What followed was a broken stream of increasingly erratic messages, appraising us of the global nature of the threat. Stay down and Wait. Within half an hour, the communication was severed entirely and we heard a different kind of sound for the first time. The screams. Faint as whispers, muted through trillions of litters of water.
They don't allow just anyone down here. Candidates for this outpost are endlessly tested for that perfect blend of scientist and adventurer that never succumbs to panic, even under the threat of death. And so, we don't. We identify the "screams" as the sound of phase transition of water, heard as from the inside. Our measuring instruments confirm an intermittent drop in temperature.
The surface of the ocean appears to be freezing over.
We dispense with incredulity and discuss our options. With the pressure down here critical even on a good day, the expanding liquid can easily push it past the endurance limits of our technology. Our tiny, frail pod would be crushed to dust.
Then again, water's relatively slow to change phase and this far down we'd have been insulated for longest. The landmasses must be completely destroyed.
A simple conclusion: everyone up there must be dead.
If ever there was a perfect moment for two humans to understand each other, this is it. She's just like me--a marine physicist, explorer with a sparkling bright mind, unmoved in the face of danger and, I'm guessing, shaking with terror on the inside. Just like me.
If we are in fact the last ones left, we have a little over eighteen hours to escape this improbable safe room. After that, it'll be up to us to restart the species. The new Adam and Eve. Life coming out of the ocean, once more.
It's unlikely we'll escape.
We have no way of knowing what caused the cataclysm. I suspect it was the same thing that brought about all major environmental catastrophes of our times--us. As a species, we never learned that this planet was our life support, not a toy.
Or perhaps I'm wrong and we were hit by a rock from outer space or some such. Unlikely, that kind of environmental change would take months to develop. It doesn't really matter now.
We can hear the screaming again, still faint but getting louder. The shrill noise reverberates through me, unsettling. Seconds later, speakers in the control panel emit a pressure warning--a soft sound designed to inform without startling. Quite ridiculous under the circumstances. Almost casually, Eve reaches over and flicks it off. Yes, we know.
I glance over at the monitor, my mind automatically processing the data. These were the last screams we'll hear. Whatever's causing this would have to stop, right now, for us to survive.

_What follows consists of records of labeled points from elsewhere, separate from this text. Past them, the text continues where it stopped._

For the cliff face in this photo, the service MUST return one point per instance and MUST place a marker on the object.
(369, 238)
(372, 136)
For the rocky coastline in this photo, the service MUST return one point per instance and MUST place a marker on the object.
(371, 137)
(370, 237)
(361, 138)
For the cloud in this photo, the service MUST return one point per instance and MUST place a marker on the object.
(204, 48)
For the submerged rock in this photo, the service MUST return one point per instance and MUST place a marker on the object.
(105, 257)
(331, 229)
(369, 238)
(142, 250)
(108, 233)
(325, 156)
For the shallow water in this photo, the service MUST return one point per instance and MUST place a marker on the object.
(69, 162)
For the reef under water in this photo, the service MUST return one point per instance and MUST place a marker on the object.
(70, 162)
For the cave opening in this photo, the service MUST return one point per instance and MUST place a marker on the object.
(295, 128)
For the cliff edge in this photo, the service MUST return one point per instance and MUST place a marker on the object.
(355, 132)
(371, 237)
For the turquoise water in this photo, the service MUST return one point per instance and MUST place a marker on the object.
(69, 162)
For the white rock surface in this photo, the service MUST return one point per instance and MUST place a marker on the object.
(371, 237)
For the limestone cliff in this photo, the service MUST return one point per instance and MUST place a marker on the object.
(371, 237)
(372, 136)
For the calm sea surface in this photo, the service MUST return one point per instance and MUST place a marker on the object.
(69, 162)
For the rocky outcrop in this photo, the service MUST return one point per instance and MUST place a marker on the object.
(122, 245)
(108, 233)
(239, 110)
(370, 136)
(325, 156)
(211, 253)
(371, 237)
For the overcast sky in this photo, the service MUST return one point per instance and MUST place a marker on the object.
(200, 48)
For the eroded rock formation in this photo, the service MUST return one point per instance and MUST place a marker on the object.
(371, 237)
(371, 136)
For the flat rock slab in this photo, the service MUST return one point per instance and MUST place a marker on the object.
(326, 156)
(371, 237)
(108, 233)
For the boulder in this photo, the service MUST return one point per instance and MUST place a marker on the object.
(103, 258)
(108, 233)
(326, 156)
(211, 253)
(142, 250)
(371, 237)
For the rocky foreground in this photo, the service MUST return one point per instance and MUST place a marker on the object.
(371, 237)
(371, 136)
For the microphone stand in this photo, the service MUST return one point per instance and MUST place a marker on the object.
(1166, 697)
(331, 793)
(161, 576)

I hope for the best and prepare for the other thing.
So, what is there to do in the last minutes? Crying? Praying?... Remembering?
"We should leave a note," says Eve and I think it's the best idea ever. A simple scrap of paper, wrapped up tiny and taped waterproof might, just might, survive.
It won't fit all our work. The breakthroughs, the achievements, all the complexities of one personality, never mind two. Perhaps we should describe what happened, leave a warning so others can learn from our mistakes. No, I'm suddenly struck with a realization that no one ever learns from past mistakes or we wouldn't be here. Instead, I suggest we make it about ourselves, her and me. We write down our names. It's the simplest mark, a reminder to whoever may find it: we existed.
Except now, there's no one left to find it.
I can tell she's thinking the same thing. She looks at me, her fingers deftly folding our note, small as she can, reducing a great civilization to a message in a bottle, as she says:
"Do you think there's intelligent life on other planets?"
The End
This story was first published on Wednesday, June 26th, 2019


Author Comments

I believe everyone has a need to be heard, to be noticed and understood. It's a catalyst for our creativity, for exploration, leads to great achievements and brings about change. But if our world changes--can we still be noticed and understood?